Secondly, they’re not just a cool decoration to use for Halloween. I mean, you can incorporate them into your theme if you’d like, but they’re really for Dia de los Muertos, aka Day of the Dead. While the two events both start on the 31st of October, they’re not exactly the same.
Actually, Day of the Dead is a Mexican celebration, for the most part at least, that honors the lives and deaths of loved ones. The holiday traditions date back to the Aztecs and tie in Catholic customs as well.
October 31st, or All Hallows’ Eve, kicks off the 3-day holiday. During this time, it’s believed that the veil between our world and the next is thin, allowing the deceased to cross over. Then, November 1st is a day to remember kids and Saints. Hence why it’s also known as the day of the children and All Saints Day. It all wraps up on November 2nd. The Day of the Dead, or All Souls Day, honor all who have passed away.
Over the holiday, people dress up in brightly colored costumes, make up and masks. There are numerous celebrations, prayers, parties, parades and feasts for those who have passed and those who are living.

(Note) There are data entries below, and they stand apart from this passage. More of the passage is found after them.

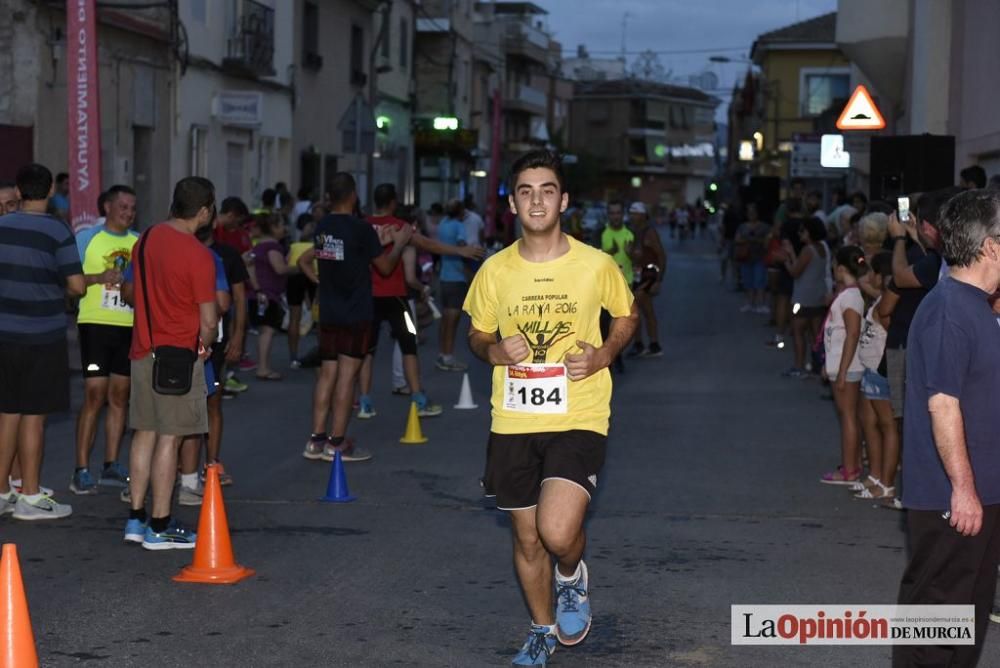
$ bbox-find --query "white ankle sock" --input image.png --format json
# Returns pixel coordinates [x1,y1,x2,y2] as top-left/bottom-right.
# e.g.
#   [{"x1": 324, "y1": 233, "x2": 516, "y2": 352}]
[{"x1": 556, "y1": 559, "x2": 583, "y2": 584}]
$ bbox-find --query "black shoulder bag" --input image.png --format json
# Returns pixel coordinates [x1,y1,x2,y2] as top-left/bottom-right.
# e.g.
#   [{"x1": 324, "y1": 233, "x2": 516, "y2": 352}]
[{"x1": 136, "y1": 228, "x2": 198, "y2": 395}]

Normally, altars are constructed in the home or at grave sites too. These are not only used to commemorate the dead but to feed them and quench their thirst once they’ve crossed through the veil! They hold pictures of the deceased, their favorite beverages and foods and even a sugar skull that represents them.
While I don’t celebrate the holiday, the idea behind it all resonates with me. I’m actually a very emotional and sentimental person, and I believe that every family member and friend who helped raise me is a part of me. I’m essentially a combination of all of those people, and I wouldn’t be who I am (or where I am) without them. And that right there, means more than I can even convey to you now. So, when I lose someone close to me, it hurts. As it does for everyone, I know.
I was in 8th grade when my great-grandma died. I cried for what seemed like ages because she meant so much to me. In memory of her, I got a sugar skull tattoo with pink roses for eyes (her favorite flower) and a cross right above the nose (because she was pretty religious as well) a couple years ago.
She was a strong woman who saw and endured much in her long life, both good and bad, and she contributed to my upbringing. While I know she wouldn’t be too happy about the tattoo…I wanted to remember her in my own way. I didn’t want to just focus on her death. I wanted to look back on her life too and celebrate those years I had with her. A sugar skull encapsulates just that. It represents the delicate balance between life and death.